Last week, MOG reportedly went up for sale. According to CNET, the music subscription service has been reaching out to potential buyers to gauge interest in an acquisition. Although MOG boasts over 500,000 active users, the Berkeley, California-based company has "struggled to stand out" amid other services such as Spotify and Rdio. "We’re constantly speaking with companies and looking for the best opportunity for our business and our shareholders," a MOG spokesperson told CNET.
Initially, Rhapsody was foreseen as an interested buyer. In 2008, Rhapsody became Yahoo’s de facto music service and last year, it nabbed Napster away from Best Buy. These two strategic moves have made Rhapsody the largest music streaming service in the U.S. with over a million paid subscribers.

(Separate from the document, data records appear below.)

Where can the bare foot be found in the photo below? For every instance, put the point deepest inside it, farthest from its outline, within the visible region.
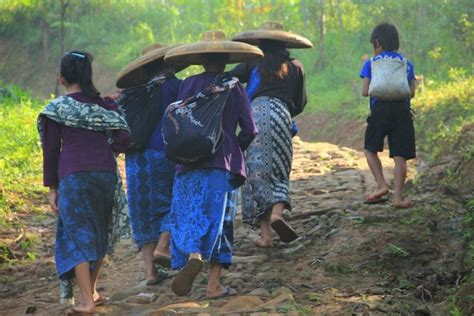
(263, 243)
(99, 299)
(405, 203)
(378, 194)
(81, 309)
(160, 252)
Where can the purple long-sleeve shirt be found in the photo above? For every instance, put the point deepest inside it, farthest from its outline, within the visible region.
(237, 112)
(67, 150)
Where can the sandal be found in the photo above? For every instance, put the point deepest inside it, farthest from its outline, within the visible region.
(160, 276)
(163, 261)
(228, 291)
(73, 311)
(286, 233)
(376, 200)
(183, 281)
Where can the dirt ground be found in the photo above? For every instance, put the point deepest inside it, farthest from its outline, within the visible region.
(350, 258)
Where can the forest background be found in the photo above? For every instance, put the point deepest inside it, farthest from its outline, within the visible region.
(437, 35)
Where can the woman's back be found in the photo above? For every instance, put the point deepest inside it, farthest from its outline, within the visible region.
(71, 149)
(291, 88)
(236, 112)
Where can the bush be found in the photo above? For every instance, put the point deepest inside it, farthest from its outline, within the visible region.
(20, 154)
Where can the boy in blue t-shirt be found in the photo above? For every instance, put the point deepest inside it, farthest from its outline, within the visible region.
(388, 118)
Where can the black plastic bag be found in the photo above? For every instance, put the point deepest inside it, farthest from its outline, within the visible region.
(141, 108)
(192, 128)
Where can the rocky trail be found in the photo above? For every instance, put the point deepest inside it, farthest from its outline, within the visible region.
(350, 258)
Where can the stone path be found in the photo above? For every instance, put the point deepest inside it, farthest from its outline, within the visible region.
(350, 258)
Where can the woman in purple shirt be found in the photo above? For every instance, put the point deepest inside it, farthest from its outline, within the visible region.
(204, 198)
(80, 133)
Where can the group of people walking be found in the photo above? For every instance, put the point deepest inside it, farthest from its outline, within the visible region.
(181, 214)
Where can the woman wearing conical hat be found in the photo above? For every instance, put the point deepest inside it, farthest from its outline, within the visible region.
(276, 87)
(149, 82)
(204, 198)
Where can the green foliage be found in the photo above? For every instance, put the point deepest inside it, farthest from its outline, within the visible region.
(396, 250)
(20, 155)
(442, 112)
(437, 35)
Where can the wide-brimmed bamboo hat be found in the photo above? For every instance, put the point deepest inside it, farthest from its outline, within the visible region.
(135, 73)
(273, 31)
(212, 42)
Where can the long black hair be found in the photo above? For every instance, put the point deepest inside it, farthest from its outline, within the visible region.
(274, 64)
(76, 67)
(387, 36)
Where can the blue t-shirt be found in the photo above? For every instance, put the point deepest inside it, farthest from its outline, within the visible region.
(366, 71)
(169, 94)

Shortly after CNET published the story, however, MOG founder and CEO David Hyman clarified the comments. Hyman told Reuters that they were not "actively" seeking a buyer. Instead he implied that being a venture-backed private company means being open to exploring all possibilities, including partnerships and social media integration. Sony Music and Universal Music Group have both invested in MOG.

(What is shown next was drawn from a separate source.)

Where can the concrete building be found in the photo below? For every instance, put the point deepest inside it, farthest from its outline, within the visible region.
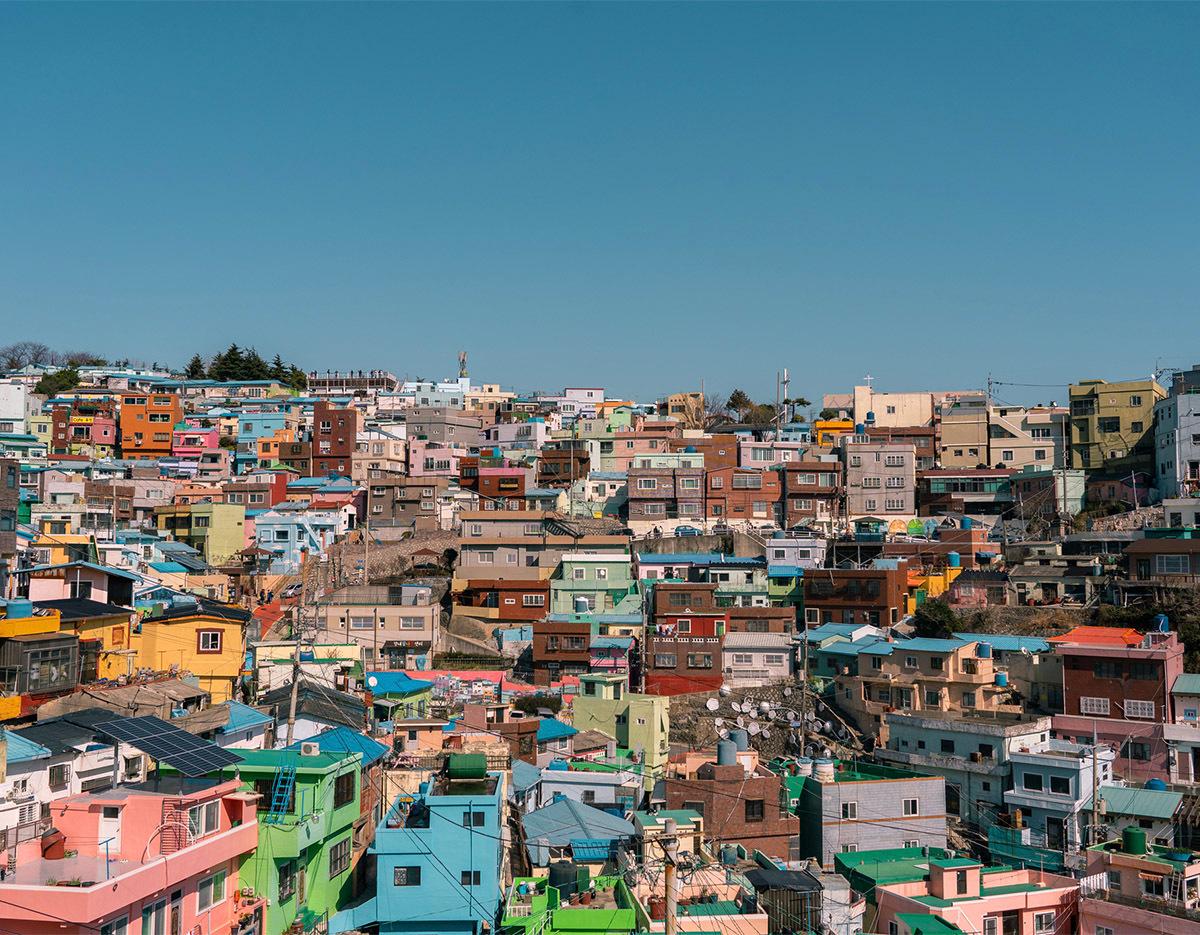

"We're not actively trying to sell this business," Hyman told Reuters. "The Facebook integration has been fantastic for us, but as we’re not yet profitable, we’re always engaged in conversations with our shareholders about all possible options."
Also contradicting CNET’s claim that MOG was facing financial struggles, Hyman mentioned that the company is currently hiring. Founded in 2005, MOG has not laid off a single employee since 2009. MOG’s revenue comes from a combination of user subscriptions and an online advertising network currently displaying ads on 1,700 music websites. Worldwide streaming music subscriptions rose 64 percent to 13.4 million in 2011.